Tribune

Depuis au moins l’intervention de la loi n° 87-1127 du 31 décembre 1987 créant les cours administratives d’appel, le législateur et le pouvoir réglementaire tentent avec une certaine constance d’enrayer l’encombrement des juridictions administratives par le développement des procédures de conciliation obligatoire, lorsqu’ils ne multiplient pas les dispositifs de recours administratifs préalables obligatoires. Pris en application des nouvelles dispositions de l’article L. 213-11 du code de justice administrative (CJA), issues de la loi n° 2021-1729 du 22 décembre 2021, le décret n° 2022-433 du 25 mars 2022 s’inscrit dans ce mouvement, en instaurant une procédure de médiation préalable obligatoire pour certains litiges individuels de certains fonctionnaires d’État (ceux de l’Éducation nationale) et territoriaux (ceux relevant de centres de gestion ayant mis en place ce mécanisme), ainsi que pour la contestation de décisions prises par Pôle emploi.
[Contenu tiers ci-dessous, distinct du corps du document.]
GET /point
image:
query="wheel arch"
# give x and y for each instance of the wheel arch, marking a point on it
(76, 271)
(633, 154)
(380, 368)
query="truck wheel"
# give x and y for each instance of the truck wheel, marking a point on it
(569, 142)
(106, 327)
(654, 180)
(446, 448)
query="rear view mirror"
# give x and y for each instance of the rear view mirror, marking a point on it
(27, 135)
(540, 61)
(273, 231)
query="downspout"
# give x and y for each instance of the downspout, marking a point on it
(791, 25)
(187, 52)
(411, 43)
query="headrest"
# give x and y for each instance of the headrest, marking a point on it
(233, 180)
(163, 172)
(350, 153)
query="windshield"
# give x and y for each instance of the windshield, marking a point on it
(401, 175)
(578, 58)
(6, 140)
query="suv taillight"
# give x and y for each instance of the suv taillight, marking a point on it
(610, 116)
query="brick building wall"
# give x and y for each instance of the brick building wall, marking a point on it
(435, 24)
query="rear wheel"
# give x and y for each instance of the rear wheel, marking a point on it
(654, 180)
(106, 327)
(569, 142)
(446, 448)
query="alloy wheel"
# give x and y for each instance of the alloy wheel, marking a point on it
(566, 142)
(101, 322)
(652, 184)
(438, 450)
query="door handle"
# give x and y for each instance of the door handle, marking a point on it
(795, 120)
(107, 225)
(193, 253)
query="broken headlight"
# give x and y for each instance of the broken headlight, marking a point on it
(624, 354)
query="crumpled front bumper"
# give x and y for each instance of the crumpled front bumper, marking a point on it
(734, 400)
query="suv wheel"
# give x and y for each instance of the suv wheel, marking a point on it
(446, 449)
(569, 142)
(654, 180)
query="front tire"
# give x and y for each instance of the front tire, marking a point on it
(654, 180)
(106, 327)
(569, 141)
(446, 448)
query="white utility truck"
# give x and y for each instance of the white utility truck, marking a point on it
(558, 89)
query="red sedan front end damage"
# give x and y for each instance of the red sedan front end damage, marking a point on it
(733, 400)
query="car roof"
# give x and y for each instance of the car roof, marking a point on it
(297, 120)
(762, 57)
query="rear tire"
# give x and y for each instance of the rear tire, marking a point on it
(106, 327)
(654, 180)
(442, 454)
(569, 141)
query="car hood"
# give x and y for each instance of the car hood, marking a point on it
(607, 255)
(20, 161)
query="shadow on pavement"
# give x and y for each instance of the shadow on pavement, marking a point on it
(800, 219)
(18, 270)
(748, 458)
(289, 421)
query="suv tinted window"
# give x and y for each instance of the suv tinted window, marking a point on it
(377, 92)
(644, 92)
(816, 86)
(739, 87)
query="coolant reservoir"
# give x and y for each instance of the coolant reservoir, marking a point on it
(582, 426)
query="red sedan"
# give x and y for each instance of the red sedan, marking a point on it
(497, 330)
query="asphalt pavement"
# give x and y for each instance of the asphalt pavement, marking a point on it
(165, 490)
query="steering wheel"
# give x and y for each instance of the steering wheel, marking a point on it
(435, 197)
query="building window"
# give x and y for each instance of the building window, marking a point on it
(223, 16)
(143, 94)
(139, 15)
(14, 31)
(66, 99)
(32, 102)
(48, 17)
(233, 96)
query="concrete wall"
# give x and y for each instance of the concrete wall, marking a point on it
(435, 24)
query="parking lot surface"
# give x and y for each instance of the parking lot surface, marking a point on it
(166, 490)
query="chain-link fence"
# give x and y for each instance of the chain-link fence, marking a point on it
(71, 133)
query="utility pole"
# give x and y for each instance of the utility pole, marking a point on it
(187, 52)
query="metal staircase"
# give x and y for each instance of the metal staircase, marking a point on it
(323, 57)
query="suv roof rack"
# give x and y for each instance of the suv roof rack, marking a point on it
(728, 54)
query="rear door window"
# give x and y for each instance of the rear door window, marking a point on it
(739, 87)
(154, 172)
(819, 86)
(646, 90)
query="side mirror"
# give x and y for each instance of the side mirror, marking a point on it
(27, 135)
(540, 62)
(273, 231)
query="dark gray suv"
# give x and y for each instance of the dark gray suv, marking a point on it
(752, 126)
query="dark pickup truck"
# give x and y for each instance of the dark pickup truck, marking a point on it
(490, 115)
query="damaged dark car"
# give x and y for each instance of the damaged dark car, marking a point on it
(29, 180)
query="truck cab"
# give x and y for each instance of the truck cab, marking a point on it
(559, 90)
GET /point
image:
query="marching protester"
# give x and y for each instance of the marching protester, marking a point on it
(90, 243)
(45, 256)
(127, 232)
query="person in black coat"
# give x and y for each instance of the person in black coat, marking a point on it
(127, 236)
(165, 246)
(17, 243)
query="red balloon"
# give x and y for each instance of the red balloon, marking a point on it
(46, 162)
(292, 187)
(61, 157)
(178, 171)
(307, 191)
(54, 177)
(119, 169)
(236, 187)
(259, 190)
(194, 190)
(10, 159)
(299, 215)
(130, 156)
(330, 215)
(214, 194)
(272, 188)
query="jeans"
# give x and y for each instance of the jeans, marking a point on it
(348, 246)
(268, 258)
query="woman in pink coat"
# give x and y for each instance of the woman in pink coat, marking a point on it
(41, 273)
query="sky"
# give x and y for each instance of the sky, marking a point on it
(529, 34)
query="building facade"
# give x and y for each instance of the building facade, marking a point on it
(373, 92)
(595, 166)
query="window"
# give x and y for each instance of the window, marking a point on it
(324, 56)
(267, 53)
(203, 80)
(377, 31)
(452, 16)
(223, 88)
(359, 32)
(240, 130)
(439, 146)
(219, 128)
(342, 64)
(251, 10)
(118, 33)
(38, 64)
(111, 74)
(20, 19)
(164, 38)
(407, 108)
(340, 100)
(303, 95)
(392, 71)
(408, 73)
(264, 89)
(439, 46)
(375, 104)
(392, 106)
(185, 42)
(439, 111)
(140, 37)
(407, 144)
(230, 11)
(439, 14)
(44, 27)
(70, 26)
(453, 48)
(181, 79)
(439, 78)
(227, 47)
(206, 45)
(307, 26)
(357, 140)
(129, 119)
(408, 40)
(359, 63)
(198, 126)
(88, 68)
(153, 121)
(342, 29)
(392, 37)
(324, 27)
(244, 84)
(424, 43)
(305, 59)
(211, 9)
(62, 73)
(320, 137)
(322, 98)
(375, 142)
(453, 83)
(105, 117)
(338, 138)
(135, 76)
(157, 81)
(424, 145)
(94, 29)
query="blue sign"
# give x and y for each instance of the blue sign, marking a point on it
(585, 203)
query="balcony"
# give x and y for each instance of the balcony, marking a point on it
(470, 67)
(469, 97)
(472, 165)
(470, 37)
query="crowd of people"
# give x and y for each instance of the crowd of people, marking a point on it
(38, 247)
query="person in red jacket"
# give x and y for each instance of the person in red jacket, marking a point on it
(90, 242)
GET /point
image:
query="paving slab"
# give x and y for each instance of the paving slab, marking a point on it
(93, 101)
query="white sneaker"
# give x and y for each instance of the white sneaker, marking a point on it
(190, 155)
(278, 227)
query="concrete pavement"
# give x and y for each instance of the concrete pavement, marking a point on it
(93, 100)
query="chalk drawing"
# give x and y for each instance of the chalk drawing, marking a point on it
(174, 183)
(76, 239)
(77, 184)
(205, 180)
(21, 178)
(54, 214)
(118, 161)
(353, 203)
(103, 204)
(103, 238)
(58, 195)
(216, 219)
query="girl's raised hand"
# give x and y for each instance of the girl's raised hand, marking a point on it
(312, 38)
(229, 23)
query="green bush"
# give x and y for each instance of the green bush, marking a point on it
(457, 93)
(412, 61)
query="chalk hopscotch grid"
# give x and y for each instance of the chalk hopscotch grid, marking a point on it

La volonté de développer ces voies de résolution des litiges est louable et va évidemment dans la bonne direction : accélération du traitement des différends, effort de pédagogie sur les motifs des décisions individuelles prises, favorisation du dialogue plutôt que l’affrontement contentieux, et souci d’économie à tous points de vue !

Si l’on peut faire un reproche à ce dispositif c’est sans doute son caractère limité, même si la case ouverte par les nouvelles dispositions de l’article L. 213-11 du CJA peut permettre à l’avenir de nouveaux et intéressants développements. Il faudra cependant prendre garde à aboutir à une distinction entre des contentieux nobles, immédiatement soumis à l’appréciation du juge, et des litiges mineurs nécessairement justiciables de procédures précontentieuses. À cet égard, la diminution de l’appel dans toute une série d’hypothèses va déjà à l’évidence dans cette direction.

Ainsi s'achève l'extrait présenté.